Anonymous ID: 3233e1 Jan. 24, 2021, 10:17 a.m. No.12697334   🗄️.is 🔗kun   >>7375 >>7393 >>7588 >>7671

>>12697258

Sounds like Biden and gang have something to worry about to me.

 

"High crimes and misdemeanors", in the legal and common parlance of England in the 17th and 18th centuries, is corrupt activity by those who have special duties that are not shared with common persons.[5] Toward the end of the 18th century, "High crimes and misdemeanors" acquired a more technical meaning. As Blackstone says in his Commentaries: The first and principal high misdemeanor…was mal-administration of such high offices as are in public trust and employment.[6]

 

The phrase "high crimes and misdemeanors" was a common phrase when the U.S. Constitution was written and did not require any stringent or difficult criteria for determining guilt, but meant the opposite. The crimes are called "high crimes" because they are carried out by a person in a position of public authority, or by misusing the position of public authority they have been given. It does not mean that the crimes themselves are unusual or "higher" types of crime. The phrase was historically used to cover a very broad range of crimes.

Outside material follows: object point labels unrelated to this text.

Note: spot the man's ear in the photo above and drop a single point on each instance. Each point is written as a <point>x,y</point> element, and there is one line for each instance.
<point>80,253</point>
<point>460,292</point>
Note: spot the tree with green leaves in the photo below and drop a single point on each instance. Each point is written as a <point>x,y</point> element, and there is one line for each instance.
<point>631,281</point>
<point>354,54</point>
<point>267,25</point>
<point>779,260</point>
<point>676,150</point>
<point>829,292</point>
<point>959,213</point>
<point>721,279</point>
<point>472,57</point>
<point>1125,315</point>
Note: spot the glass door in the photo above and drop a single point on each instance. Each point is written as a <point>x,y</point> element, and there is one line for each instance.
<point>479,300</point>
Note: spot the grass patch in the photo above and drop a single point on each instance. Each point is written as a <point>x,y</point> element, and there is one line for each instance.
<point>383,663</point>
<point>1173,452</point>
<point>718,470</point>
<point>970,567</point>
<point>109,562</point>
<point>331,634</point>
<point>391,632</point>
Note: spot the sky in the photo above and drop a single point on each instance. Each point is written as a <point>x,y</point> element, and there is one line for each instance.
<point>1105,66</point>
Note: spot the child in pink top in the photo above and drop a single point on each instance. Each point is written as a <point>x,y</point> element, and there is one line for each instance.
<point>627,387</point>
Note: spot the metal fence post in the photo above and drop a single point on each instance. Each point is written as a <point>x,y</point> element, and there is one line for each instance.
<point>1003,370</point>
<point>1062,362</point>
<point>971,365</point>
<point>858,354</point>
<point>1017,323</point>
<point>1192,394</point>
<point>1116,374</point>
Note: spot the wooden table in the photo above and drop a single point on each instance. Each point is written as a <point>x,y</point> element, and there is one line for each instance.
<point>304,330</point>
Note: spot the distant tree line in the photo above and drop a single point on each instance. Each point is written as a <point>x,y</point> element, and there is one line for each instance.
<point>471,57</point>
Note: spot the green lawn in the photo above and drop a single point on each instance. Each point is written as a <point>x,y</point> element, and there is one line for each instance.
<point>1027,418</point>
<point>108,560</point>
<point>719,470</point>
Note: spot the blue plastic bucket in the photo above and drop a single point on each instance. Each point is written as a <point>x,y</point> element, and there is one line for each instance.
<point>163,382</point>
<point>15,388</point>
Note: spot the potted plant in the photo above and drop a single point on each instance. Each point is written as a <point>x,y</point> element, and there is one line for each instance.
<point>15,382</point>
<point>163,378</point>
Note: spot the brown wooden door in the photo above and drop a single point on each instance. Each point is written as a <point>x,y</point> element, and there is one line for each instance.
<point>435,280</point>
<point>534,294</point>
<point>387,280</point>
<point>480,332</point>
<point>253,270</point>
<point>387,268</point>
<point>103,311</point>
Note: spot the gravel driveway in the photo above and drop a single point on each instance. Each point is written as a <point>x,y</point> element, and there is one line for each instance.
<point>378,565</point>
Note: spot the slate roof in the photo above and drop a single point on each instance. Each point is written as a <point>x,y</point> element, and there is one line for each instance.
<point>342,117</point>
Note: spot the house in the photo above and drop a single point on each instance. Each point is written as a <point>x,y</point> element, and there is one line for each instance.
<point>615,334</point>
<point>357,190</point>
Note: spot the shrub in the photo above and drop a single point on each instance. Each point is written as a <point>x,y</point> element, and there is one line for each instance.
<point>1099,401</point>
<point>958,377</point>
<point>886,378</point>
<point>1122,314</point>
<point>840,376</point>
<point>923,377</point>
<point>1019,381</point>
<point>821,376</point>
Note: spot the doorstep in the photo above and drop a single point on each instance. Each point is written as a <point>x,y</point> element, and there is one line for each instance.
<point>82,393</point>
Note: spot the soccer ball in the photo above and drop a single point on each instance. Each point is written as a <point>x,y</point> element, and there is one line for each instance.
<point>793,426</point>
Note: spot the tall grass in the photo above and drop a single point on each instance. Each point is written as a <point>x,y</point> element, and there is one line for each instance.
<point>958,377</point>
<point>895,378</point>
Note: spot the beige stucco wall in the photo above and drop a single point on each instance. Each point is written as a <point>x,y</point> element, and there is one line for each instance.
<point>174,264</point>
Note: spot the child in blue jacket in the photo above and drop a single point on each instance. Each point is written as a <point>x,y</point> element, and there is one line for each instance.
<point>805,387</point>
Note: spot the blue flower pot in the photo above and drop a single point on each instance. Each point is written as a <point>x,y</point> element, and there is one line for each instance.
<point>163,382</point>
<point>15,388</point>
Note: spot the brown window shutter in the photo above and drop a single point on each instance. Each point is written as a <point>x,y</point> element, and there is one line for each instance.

In 1974 the Senate's Judiciary Committee's stated that "'High Crimes and Misdemeanors' has traditionally been considered a 'term of art', like such other constitutional phrases as 'levying war' and 'due process.' [7]

 

https://en.wikipedia.org/wiki/Impeachment_in_the_United_States

 

Presidential Impeachment: The Legal Standard and Procedure

Last updated April 19, 2017

 

The involuntary removal of a sitting President of the United States has never occurred in our history. The only legal way such can be accomplished is by the impeachment process. This article discusses the legal standard to be properly applied by members of the U.S. House of Representatives when voting for or against Articles of Impeachment, and members of the U.S. Senate when voting whether to convict and remove from office a President of the U.S., as well as the procedure to be followed.

 

Article I § 2 of the United States Constitution gives the House of Representatives the sole power to impeach (make formal charges against) and Article I § 3 gives the Senate the sole power to try impeachments. Article II § 4 of the Constitution provides as follows:

 

"The President, Vice President and all civil officers of the United States, shall be removed from office on impeachment for, and conviction of, treason, bribery, or other high crimes and misdemeanors."

 

Thus, the operative legal standard to apply to an impeachment of a sitting President is "treason, bribery, or other high crimes and misdemeanors." There is substantial difference of opinion over the interpretation of these words.

 

There are essentially four schools of thought concerning the meaning of these words, although there are innumerable subsets within those four categories.

 

https://www.findlaw.com/litigation/legal-system/presidential-impeachment-the-legal-standard-and-procedure.html

 

Key point I notice is that the wording seems to say, "The involuntary removal of a sitting President…"

 

So, WHO is the sitting president then?